The second mistake was in not trading the cattle for his hired hand. As the assessors concurred, Mr. Cooke should have given the head of cattle (the Comanche chief was actually not negotiating hard at all) and had them go out and find new cattle, which though tough was not impossible. By not trading for the hired hand, Cooke sent the message loud and clear to the others whose respect for him was already shaky, that they did not matter. The issue concerning this hired hand's horse was ridiculous. Another example of Cooke fighting the wrong battle. As I understood it, the hired hand, who happened to be the hostage of the Comanche, had already paid for his horse outright, so it belonged to him. When Mr. Cooke traded horses for his release, he had to understand that this situation happened more often than not and to say to a person, "well I'm going to take your horse as payment for your life" was really stupid and thoughtless. Then he threatens to beat this guy up if he takes the horse. I wondered where this vinegar was when other situations that required that came up.
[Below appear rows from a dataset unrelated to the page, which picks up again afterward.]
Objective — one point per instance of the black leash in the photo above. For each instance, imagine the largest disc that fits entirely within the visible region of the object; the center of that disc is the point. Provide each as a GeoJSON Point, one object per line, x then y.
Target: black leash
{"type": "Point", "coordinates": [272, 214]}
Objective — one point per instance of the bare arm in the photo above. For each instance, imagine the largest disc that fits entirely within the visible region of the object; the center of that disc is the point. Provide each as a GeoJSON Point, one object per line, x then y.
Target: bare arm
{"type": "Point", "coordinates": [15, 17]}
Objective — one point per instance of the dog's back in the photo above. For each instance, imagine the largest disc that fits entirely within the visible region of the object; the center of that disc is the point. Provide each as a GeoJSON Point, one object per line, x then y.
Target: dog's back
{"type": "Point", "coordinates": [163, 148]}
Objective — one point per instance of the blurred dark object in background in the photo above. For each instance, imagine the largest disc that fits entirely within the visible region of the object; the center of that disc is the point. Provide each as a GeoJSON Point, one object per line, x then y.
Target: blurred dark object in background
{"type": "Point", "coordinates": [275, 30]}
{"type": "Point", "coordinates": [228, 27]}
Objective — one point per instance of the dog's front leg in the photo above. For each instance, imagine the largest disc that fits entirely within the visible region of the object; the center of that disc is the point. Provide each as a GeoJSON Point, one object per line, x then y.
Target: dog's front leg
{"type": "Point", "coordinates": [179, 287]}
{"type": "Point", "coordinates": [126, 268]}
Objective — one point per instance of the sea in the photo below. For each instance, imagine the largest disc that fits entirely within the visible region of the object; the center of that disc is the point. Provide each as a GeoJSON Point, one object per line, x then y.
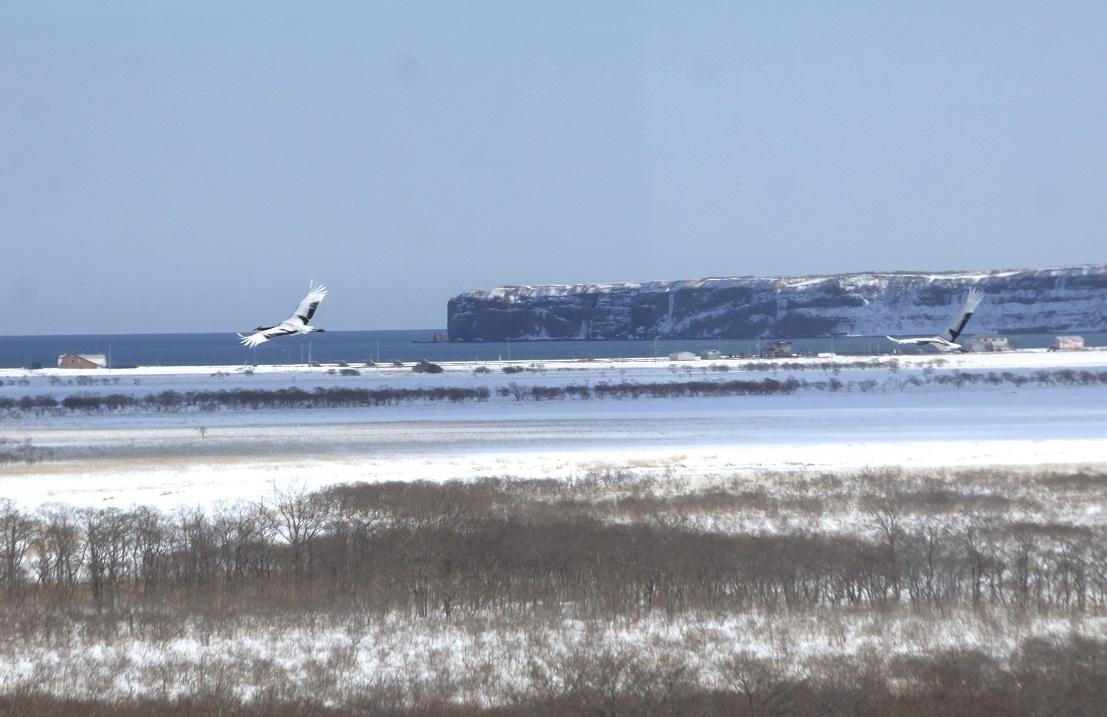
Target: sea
{"type": "Point", "coordinates": [358, 347]}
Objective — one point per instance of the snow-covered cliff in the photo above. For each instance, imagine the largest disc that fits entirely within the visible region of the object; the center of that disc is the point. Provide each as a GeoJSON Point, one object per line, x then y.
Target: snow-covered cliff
{"type": "Point", "coordinates": [1066, 299]}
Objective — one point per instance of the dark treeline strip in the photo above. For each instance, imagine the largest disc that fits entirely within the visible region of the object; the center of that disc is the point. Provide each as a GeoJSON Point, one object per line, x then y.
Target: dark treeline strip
{"type": "Point", "coordinates": [353, 397]}
{"type": "Point", "coordinates": [492, 548]}
{"type": "Point", "coordinates": [254, 399]}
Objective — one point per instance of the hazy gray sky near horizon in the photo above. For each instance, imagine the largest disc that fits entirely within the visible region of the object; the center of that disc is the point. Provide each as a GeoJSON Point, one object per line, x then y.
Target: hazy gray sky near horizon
{"type": "Point", "coordinates": [188, 166]}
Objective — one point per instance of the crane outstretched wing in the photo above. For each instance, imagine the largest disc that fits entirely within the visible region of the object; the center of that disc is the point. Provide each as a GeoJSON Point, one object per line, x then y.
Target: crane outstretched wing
{"type": "Point", "coordinates": [296, 323]}
{"type": "Point", "coordinates": [307, 308]}
{"type": "Point", "coordinates": [962, 317]}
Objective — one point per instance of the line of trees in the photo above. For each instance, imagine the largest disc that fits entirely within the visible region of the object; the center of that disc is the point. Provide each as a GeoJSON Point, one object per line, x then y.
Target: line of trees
{"type": "Point", "coordinates": [486, 548]}
{"type": "Point", "coordinates": [351, 396]}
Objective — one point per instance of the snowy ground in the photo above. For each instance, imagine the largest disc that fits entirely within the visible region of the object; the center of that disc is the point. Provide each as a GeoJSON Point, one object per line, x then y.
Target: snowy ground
{"type": "Point", "coordinates": [881, 414]}
{"type": "Point", "coordinates": [196, 458]}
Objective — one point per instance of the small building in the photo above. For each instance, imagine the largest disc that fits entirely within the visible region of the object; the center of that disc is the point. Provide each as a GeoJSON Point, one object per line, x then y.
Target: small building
{"type": "Point", "coordinates": [82, 361]}
{"type": "Point", "coordinates": [778, 350]}
{"type": "Point", "coordinates": [989, 343]}
{"type": "Point", "coordinates": [1067, 343]}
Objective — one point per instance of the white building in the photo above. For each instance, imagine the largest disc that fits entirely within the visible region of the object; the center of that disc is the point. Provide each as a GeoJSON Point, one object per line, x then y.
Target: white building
{"type": "Point", "coordinates": [82, 361]}
{"type": "Point", "coordinates": [1067, 343]}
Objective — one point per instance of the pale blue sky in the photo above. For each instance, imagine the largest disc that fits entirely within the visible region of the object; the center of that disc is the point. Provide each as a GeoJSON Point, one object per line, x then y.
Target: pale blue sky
{"type": "Point", "coordinates": [188, 166]}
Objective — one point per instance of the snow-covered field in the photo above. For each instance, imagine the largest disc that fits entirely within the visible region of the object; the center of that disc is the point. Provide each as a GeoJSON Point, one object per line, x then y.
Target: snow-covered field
{"type": "Point", "coordinates": [1027, 412]}
{"type": "Point", "coordinates": [878, 417]}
He not only lost the battle, but the war since the rest of the hired hands left in solidarity.
I've noticed that except for the 'Jane Austen dating club' show, there have not been any more reality shows produced or at least that have aired on PBS. Maybe many people realize that the past is the past and while it's good to know it and learn from it, going back to it knowing what we know now is often times a mistake.
I was not surprised when the assessors determined that the ranch would have failed.